Now, this should not be considered a response to Nate’s post on inflation, as it is not an integral part of the great inflation-deflation debate, but rather tangential to it. It is simply an off-shoot of some research I was doing that is not going to be part of my core argument. But I’m posting it nevertheless because it is interesting and should help put in context precisely where we happen to be at the moment with regards to recent price movements. We could, of course, use CPI, but I don’t pay much attention to it since with all of its hedonic adjustments and so forth, I regard it to be as about as relevant to reality as the average science fiction novel. And while I am very well aware of the various shortcomings of using a commodity price such as gasoline as an inflation metric, given the inevitable effects of supply and demand, it nevertheless can be readily observed that the price of gasoline is an even more “inflationary” one than than simply relying upon CPI. Which is to say, using gasoline as a metric instead of CPI will tend to be a more favorable one to the inflationary case for those contemplating the inflation/deflation question.
To the best of my knowledge, the price of gasoline was $0.12 in 1913. Another reference cites $0.25 in 1918, but I will go with the lower and older one as it is less favorable from the perspective of my deflationary position.
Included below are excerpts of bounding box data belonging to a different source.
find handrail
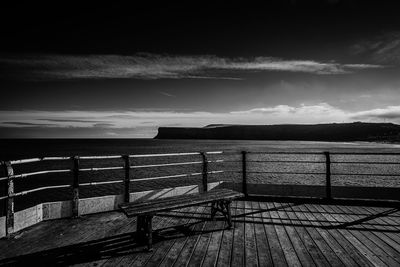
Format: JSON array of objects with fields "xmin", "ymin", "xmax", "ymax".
[
  {"xmin": 0, "ymin": 151, "xmax": 400, "ymax": 234},
  {"xmin": 131, "ymin": 171, "xmax": 224, "ymax": 182},
  {"xmin": 10, "ymin": 157, "xmax": 71, "ymax": 165}
]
Utilizing the CPI, this provides an estimated equivalent price of $2.79, which is much lower than the current national average price of $3.74.
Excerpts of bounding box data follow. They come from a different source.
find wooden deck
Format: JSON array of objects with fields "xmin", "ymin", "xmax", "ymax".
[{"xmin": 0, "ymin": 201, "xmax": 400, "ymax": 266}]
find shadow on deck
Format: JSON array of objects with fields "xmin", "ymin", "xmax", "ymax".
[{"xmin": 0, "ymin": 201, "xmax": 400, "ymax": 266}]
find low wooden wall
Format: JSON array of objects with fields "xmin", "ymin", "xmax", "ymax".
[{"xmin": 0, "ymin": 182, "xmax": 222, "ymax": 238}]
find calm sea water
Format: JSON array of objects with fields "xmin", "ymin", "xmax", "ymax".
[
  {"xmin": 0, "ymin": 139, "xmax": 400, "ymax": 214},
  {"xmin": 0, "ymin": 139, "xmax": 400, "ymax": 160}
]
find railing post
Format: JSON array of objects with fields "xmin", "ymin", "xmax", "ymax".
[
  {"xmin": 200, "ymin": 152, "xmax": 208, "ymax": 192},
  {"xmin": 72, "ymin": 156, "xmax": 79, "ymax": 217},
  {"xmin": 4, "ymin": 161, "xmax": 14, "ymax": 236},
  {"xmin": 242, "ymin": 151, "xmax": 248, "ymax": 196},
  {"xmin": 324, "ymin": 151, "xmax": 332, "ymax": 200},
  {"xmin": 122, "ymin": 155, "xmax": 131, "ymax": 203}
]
Now, given the massive amount of M2 money creation that has taken place since the financial crisis hit in Q3 2008, we would expect that at least an amount of that $3.62 increase in price per gallon has taken place since then. But look at the 60-month history of gasoline prices, which actually fell dramatically in the first six months post-crisis, from $4.12 at the onset of the crisis to $1.61.
Prices have gradually worked their way up since then, but from an inflationary perspective, things have remained essentially flat over the last five years, which the observant reader will recall tends to be considerably more in line with the flat state of total credit market debt outstanding than with the continued expansion of M2.
Please note that I am not claiming that this proves anything yet, I am simply pointing it out to counteract the common assumption that price inflation is as rampant as it is presently perceived to be due to gasoline prices threatening to return to their previous all-time highs.